Ma Watanabe, ben determinato a non lasciare scappare il mostro, diede di sprone al cavallo e si gettò all’inseguimento.
Ma anche se il cavaliere correva molto veloce, l’orco correva ancora più veloce, tanto che Watanabe si rese conto con disappunto che non avrebbe raggiunto il mostro che pian piano spariva alla vista.
Watanabe dunque fece ritorno al Cancello dove si era svolta la violenta lotta e scese da cavallo. Appena a terra inciampò in qualcosa che giaceva al suolo.
Piegandosi per raccogliere l’oggetto, vide che si trattava di una delle gigantesche braccia dell’orco che gli aveva strappato via durante la lotta. Si rallegrò moltissimo di aver guadagnato un simile bottino, perché era la migliore prova della sua avventura con l’orco.
Perciò la raccolse con cura e la portò a casa come trofeo della sua vittoria.
Non appena fece ritorno, mostrò il braccio ai suoi compagni, che lo nominarono all’unanimità eroe del loro gruppo e gli fecero una grande festa. La sua strabiliante impresa fece presto il giro di Kyoto, e la gente arrivava da vicino e da lontano per vedere il braccio dell’orco.

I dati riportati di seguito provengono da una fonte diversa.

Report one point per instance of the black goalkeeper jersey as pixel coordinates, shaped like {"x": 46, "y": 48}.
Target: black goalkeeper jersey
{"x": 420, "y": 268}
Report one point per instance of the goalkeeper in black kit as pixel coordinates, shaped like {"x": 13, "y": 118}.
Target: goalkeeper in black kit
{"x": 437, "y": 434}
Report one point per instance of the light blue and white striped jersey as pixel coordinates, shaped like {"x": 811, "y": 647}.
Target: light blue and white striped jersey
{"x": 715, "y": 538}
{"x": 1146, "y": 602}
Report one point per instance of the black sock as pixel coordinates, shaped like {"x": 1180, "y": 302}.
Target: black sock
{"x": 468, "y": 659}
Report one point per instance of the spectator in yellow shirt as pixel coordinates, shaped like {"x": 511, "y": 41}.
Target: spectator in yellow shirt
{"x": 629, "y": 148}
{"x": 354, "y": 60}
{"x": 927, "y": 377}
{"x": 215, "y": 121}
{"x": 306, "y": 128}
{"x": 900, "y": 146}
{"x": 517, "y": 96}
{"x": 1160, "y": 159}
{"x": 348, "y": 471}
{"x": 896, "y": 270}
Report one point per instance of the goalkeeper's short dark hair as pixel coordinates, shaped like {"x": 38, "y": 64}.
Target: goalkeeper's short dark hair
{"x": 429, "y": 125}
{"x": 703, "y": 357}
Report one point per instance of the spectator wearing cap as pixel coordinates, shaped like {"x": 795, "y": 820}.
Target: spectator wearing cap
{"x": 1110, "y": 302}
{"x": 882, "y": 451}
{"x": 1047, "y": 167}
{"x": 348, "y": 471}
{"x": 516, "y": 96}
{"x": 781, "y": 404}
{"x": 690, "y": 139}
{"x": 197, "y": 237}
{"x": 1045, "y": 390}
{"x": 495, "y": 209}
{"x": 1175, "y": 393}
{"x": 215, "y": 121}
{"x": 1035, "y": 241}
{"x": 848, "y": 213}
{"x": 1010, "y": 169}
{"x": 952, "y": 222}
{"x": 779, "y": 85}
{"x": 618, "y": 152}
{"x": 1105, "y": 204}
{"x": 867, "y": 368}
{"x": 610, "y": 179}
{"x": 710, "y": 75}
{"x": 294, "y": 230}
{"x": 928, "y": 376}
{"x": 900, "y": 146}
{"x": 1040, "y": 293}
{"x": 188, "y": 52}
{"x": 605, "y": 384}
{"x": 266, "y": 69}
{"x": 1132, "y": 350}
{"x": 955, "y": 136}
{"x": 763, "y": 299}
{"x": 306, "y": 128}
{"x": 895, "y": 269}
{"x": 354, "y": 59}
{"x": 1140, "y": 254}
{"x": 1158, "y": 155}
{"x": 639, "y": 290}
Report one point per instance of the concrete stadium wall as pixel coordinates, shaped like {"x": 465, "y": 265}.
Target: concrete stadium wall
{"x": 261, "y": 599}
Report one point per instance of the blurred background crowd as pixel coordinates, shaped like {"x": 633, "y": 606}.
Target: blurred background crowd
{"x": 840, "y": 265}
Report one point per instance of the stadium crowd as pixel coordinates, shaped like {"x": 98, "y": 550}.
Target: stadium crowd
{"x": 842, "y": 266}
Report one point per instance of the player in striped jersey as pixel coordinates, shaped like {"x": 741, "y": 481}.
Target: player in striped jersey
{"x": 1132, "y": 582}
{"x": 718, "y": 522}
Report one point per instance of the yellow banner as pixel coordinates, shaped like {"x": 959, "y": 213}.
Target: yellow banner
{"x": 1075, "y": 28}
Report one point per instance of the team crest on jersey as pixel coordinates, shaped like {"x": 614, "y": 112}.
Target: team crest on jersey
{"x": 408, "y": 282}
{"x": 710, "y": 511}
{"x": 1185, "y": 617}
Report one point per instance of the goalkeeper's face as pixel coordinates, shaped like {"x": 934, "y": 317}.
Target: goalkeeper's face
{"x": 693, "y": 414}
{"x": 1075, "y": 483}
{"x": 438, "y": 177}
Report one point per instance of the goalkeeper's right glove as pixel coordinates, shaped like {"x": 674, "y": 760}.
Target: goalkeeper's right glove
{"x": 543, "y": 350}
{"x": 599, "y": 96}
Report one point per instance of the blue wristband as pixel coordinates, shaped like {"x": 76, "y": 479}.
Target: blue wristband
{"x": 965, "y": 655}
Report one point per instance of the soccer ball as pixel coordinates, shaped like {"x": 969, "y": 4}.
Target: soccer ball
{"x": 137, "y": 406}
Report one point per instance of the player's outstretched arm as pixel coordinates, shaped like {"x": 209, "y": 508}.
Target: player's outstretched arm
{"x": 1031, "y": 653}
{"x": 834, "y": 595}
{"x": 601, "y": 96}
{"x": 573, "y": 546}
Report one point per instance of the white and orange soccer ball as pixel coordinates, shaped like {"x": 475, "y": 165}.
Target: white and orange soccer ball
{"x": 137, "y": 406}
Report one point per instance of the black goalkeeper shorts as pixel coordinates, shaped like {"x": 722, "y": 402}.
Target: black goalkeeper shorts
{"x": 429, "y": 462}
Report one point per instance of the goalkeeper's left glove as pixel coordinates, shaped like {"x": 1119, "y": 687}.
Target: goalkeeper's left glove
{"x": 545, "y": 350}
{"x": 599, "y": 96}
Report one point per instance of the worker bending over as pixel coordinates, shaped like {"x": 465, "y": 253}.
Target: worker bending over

Watanabe cominciò allora a sentirsi inquieto pensando a come mettererlo al sicuro, poiché sapeva che l’orco a cui apparteneva era ancora vivo. Era certo che un giorno o l’altro l’orco, appena gli fosse passata la paura, sarebbe arrivato per cercare di riprendersi il suo braccio.
Watanabe allora costruì una cassa di legno robusto e la rinforzò con bande di ferro. Vi mise l’arma e sigillò il pesante coperchio, rifiutandosi di aprirlo per chicchessia. Custodì la cassa nella sua stanza e se ne prese cura personalmente senza mai perderla di vista.
Una notte udì qualcuno che bussava alla porta e chiedeva di entrare.
Quando il servitore andò alla porta per vedere chi era, vide che si trattava semplicemente di una vecchia dall’aspetto molto venerabile.
Quando le fu chiesto chi era e cosa desiderava, la vecchia rispose con un sorriso che era stata la nutrice del padrone di casa quando era un bambino. Se il padrone era in casa sarebbe stata lieta se le avessero concesso di vederlo.
Il servitore lasciò la vecchia alla porta e andò a riferire al padrone che la sua vecchia nutrice era venuta per vederlo.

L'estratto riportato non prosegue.